Peculiar to John’s gospel is that this coming day of the coming of the Lord  is “the last day”:


“And this is the Father's will which hath sent me, that of all which he hath given me I should lose nothing, but should raise it up again at the last day.  And this is the will of him that sent me, that every one which seeth the Son, and believeth on him, may have everlasting life: and I will raise him up at the last day” (John 6:39,40). 


Twice more Christ emphasizes “I will raise him up at the last day” (6:44, 54).  En route to the tomb of Lazarus, sister Martha expressed her confidence: “I know that he shall rise again in the resurrection at the last day” (John 11:24). 


So this last day is certainly the resurrection of the righteous. 


But it’s also the judgment of the wicked: “He that rejecteth me, and receiveth not my words, hath one that judgeth him: the word that I have spoken, the same shall judge him in the last day” (John 12:49). 
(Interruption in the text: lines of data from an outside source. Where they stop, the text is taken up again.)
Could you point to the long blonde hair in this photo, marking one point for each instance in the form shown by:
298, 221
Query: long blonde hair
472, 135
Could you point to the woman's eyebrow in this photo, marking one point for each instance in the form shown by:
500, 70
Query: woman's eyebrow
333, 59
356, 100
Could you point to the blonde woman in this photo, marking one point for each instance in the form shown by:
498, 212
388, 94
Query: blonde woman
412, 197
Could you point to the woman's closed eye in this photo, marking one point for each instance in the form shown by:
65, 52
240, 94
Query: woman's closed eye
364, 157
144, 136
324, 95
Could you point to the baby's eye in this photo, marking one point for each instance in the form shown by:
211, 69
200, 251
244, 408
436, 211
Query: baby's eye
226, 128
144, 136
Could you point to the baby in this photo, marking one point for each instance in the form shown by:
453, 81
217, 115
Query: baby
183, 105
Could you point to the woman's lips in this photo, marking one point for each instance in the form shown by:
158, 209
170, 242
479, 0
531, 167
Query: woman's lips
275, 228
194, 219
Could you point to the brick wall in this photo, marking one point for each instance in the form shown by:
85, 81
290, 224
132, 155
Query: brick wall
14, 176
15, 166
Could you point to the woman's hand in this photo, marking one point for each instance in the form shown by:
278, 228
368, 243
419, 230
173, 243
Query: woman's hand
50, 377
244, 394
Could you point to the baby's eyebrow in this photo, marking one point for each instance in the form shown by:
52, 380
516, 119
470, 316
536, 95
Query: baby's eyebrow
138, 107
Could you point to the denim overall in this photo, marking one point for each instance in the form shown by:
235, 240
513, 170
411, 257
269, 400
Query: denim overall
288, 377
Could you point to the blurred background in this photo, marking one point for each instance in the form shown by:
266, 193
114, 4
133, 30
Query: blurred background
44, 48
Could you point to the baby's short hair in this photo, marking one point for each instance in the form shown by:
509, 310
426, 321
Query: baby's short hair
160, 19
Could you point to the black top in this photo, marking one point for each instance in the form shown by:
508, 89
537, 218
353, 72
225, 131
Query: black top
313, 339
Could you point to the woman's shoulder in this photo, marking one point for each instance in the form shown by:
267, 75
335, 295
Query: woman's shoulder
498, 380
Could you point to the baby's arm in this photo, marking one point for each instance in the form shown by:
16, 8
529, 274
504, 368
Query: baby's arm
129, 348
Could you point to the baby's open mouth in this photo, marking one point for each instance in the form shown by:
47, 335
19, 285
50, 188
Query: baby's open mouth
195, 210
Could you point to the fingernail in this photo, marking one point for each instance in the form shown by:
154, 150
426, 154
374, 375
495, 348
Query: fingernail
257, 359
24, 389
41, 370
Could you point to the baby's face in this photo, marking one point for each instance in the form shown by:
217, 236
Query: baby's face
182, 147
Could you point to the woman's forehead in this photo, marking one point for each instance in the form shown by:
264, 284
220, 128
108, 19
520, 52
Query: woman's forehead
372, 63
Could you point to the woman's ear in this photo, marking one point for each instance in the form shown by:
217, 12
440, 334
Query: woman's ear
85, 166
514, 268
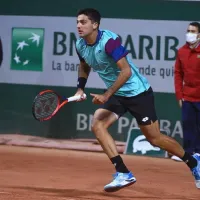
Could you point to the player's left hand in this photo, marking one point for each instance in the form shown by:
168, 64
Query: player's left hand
99, 98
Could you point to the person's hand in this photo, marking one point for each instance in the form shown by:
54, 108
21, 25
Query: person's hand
180, 102
99, 98
80, 92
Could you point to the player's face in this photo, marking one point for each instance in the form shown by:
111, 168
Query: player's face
85, 26
192, 29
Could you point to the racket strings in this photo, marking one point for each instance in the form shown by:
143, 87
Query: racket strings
45, 105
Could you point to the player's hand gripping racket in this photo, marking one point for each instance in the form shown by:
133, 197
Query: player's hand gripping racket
47, 103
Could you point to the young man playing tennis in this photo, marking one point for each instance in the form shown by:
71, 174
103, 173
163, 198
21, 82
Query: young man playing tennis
127, 90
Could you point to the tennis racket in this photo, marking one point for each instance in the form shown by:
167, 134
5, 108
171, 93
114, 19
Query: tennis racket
47, 103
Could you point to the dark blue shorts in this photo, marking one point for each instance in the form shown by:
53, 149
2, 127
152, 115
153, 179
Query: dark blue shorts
141, 106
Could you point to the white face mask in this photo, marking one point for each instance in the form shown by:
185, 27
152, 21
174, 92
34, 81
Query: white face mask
191, 37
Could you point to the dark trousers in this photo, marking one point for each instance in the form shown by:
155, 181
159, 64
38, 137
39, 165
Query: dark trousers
191, 126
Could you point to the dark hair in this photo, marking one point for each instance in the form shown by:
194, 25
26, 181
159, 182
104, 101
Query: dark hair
92, 14
196, 24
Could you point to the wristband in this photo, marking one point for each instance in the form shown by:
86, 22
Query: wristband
81, 82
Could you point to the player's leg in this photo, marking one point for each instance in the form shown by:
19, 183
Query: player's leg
102, 120
145, 109
197, 144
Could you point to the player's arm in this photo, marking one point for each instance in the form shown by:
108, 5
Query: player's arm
83, 73
178, 79
118, 53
If we believe in one Author inspiring all the authors, surely we believe the last day and the last trump are, well, the last.


My intent is not to squabble over prophetic interpretations.   Other than believing the one second coming of the Lord is also the day of the Lord, I don’t have a dogmatic view on how it will all play out in “the last days” before that event.  And one can be both a Premillennialist and a Conditionalist, accepting that destruction is ultimately the final fate of the wicked.  


So why does this even matter in a debate about endless torment?  It matters because so many passages that speak of destruction as the final fate of the wicked are relegated by so many traditionalists to a scene at the end of the seven year tribulation, or ignored altogether.  They can’t accept that there could be one end-time event in which Christ comes to judge the world, deliver believers, and destroy the wicked. 


But that’s exactly what the Bible teaches. 


And this “end” happens on “that day,” the forgotten Day of the Lord.  It’s the same day.  It’s the last day.  It’s the same event.  It’s one coming. 


And it’s signaled by the sound of the trumpet.   The last trump.      


I said I was saving this argument about the last trump until last.  If I make another one after this one, this one wasn’t the last.  Same with the last trump. 


Silly Sally, removing the last staple or last trump doesn’t mean there isn’t one.